Tomatoes (Solanum lycopersicum L), members of the nightshade family, are nutritionally dense, widely available, and affordable; used extensively in diverse cuisines; and preferred by all ages. Over $2 billion worth of commercial tomatoes are produced in the United States each year, mostly in California (leader in processing market) and Florida (leader in fresh market). Although the fresh tomato market is robust, most tomatoes are produced to be prepared into paste and sauce. Economic Research Service data show that 89% of tomatoes are grown for canning.1 Commercial tomatoes for canning are primarily the plum variety, bred to have more soluble solids for paste. More than 10 fresh tomato varieties are available at retail, ranging from cherry to vine-ripened, and more than 400 tomato varieties are available for home gardens. Choosing the “right” tomato depends on personal preference and intended use.

Tomatoes Are Part of the Ongoing Effort to Increase Vegetable Consumption

Tomatoes comprise 19% of all vegetable consumption, second only to potatoes at 23%.2 Leveraging the popularity of tomatoes to increase vegetable consumption was a goal of the 2010 Dietary Guidelines Advisory Committee (DGAC) as it considered realigning the vegetable subgroups.3 Their recommendation to create the red and orange vegetable subgroup was subsequently incorporated into the US Department of Agriculture (USDA) Food Pattern and MyPlate.4 In fact, the red and orange subgroup is the largest vegetable subgroup in MyPlate, and tomatoes are the main vegetable in the subgroup.4 The formation of the new subgroup was designed in part to “provide more focus on tomatoes, previously part of the “other vegetables” subgroup, as a vegetable choice in recognition of its nutrient contributions.”3

Feasible, achievable strategies to increase vegetable intake can potentially improve dietary patterns and health outcomes. As noted by the 2015 DGAC, vegetables and fruits are the only components of the diet that were consistently identified in the patterns related to more favorable health outcomes. But instead of seeing upward trends in consumption, vegetable intake is declining. The 2015 DGAC report states, “To meet total vegetable recommendations, higher intakes of all vegetable subgroups are needed, particularly those subgroups where intake is minimal, such as dark green and orange and red vegetables, which are excellent sources of vitamin C, folate, magnesium, and potassium.”5 Although it seems paradoxical that tomatoes are the most consumed nonstarchy vegetable and are part of the orange and red vegetables referred to by the DGAC as having minimal intake, both points are true. Even popular vegetables are underconsumed. The average usual intake of tomatoes is 0.31 cup per day, about half the amount modeled in the red and orange vegetable subgroup.2,3 Moreover, this DGAC comment is referring to the entire orange and red vegetable subgroup, which includes squash, sweet potatoes, and carrots—where total intake can certainly be characterized as “minimal.”

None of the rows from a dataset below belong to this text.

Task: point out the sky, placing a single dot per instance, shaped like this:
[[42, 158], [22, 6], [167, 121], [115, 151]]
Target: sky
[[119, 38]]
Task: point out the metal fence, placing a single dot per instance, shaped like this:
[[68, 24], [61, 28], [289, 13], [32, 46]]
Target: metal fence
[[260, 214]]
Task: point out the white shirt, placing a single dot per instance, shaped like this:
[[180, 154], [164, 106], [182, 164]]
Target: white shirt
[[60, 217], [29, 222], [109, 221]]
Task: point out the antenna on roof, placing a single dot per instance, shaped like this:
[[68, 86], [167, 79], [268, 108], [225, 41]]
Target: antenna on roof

Average usual vegetable intake of US adults is 1.59 cup equivalents (cups), well below the 2.5 cups target in the USDA Food Pattern.*2,4 The red and orange subgroup recommended amount is 5.5 cups per week and was modeled to be composed of 82.4% tomatoes, equaling 4.5 cups per week or 0.65 cup per day.3 This is largest recommended vegetable volume compared to any other vegetable modeled in the USDA Food Pattern.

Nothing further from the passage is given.